Yang mana benar? Tergantung sudut mana kita berpijak. Tapi, dalam konteks sekarang rasanya cukup sulit untuk menentukan asal-usul virus misterius tersebut. Namun, satu hal yang pasti adalah kedua negara besar itu harusnya mulai menegosiasikan kepentingan nasionalnya untuk kemudian berfokus pada kepentingan global, yaitu bagaimana memerangi virus.
Yanzhong Huang, profesor global health dari Seton Hall University, sebuah kampus Katolik yang terletak di South Orange, New Jersey, mengatakan bahwa seharusnya ini momen yang sempurna bagi kedua negara untuk mengatasi perbedaan untuk kemudian mengatasi ancaman coronavirus.

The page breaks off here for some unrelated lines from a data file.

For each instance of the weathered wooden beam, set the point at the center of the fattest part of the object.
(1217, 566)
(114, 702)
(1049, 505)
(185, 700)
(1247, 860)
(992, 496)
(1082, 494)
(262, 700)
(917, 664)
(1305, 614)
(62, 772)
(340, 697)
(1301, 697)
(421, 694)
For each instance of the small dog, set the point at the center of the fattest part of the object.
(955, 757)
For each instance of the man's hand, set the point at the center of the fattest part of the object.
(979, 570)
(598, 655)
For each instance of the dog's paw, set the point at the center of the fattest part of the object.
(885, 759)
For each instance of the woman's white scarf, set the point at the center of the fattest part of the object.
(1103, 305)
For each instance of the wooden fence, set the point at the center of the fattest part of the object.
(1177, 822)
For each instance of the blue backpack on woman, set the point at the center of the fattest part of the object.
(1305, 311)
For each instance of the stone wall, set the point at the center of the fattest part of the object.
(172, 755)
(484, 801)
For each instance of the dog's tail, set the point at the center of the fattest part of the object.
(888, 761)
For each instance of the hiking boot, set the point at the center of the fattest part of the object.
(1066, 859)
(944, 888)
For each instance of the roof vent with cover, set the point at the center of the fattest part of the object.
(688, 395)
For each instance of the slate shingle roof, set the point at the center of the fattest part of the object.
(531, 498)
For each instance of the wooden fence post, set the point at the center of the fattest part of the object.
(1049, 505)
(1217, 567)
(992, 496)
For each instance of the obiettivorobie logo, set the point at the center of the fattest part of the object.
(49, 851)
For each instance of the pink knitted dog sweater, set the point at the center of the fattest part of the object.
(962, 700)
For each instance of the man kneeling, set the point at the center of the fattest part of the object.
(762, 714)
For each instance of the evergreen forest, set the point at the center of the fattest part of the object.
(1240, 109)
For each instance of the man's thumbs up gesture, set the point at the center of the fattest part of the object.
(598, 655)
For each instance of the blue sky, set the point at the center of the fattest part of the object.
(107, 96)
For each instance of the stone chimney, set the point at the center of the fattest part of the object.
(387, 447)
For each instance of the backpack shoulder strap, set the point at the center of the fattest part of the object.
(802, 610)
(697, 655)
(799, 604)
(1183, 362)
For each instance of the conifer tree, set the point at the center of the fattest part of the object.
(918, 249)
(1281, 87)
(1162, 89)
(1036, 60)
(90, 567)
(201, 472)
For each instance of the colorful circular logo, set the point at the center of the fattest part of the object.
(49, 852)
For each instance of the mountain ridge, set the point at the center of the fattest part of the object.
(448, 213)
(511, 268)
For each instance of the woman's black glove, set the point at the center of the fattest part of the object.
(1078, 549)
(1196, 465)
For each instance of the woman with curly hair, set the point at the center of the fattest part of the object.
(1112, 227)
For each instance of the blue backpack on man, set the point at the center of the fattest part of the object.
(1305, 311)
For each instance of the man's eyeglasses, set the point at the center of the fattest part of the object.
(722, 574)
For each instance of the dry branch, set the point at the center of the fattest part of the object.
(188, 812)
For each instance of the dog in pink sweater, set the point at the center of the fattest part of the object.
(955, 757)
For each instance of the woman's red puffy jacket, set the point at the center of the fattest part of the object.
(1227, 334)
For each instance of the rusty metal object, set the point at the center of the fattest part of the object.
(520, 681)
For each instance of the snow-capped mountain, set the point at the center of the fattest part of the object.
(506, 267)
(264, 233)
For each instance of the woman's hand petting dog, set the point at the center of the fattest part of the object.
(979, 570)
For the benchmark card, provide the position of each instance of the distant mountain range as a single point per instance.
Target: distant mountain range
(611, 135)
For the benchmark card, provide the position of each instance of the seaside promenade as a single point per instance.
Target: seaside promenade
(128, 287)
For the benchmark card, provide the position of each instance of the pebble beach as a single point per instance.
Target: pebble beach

Sebenarnya, tulis Huang di Foreign Affairs (24 Maret 2020), China telah berbagi situasi genetik virus itu untuk kemudian Amerika melakukan tes diagnostik dan menawarkan vaksin potensial, akan tetapi kebijakan sempit yang disusul denegan hasutan dan rumor–yang dilakukan oleh petinggi kedua negara–membuat kolaborasi itu jadi mentah.
Ada nuansa tidak saling percaya antara keduanya yang itu membuat persatuan jadi rumit. Ketika Menlu AS, Mike Pompeo menjanjikan bantuan $100juta untuk membantu China dan negara lain yang terdampak coronavirus, pihak China meragukan itu, karena sebelumnya, Menlu AS ke-70 itu mengatakan bahwa Partai Komunis China adalah “the central threat of our times” alias ancaman utama di zaman kita (New York Times, 30 Januari 2020).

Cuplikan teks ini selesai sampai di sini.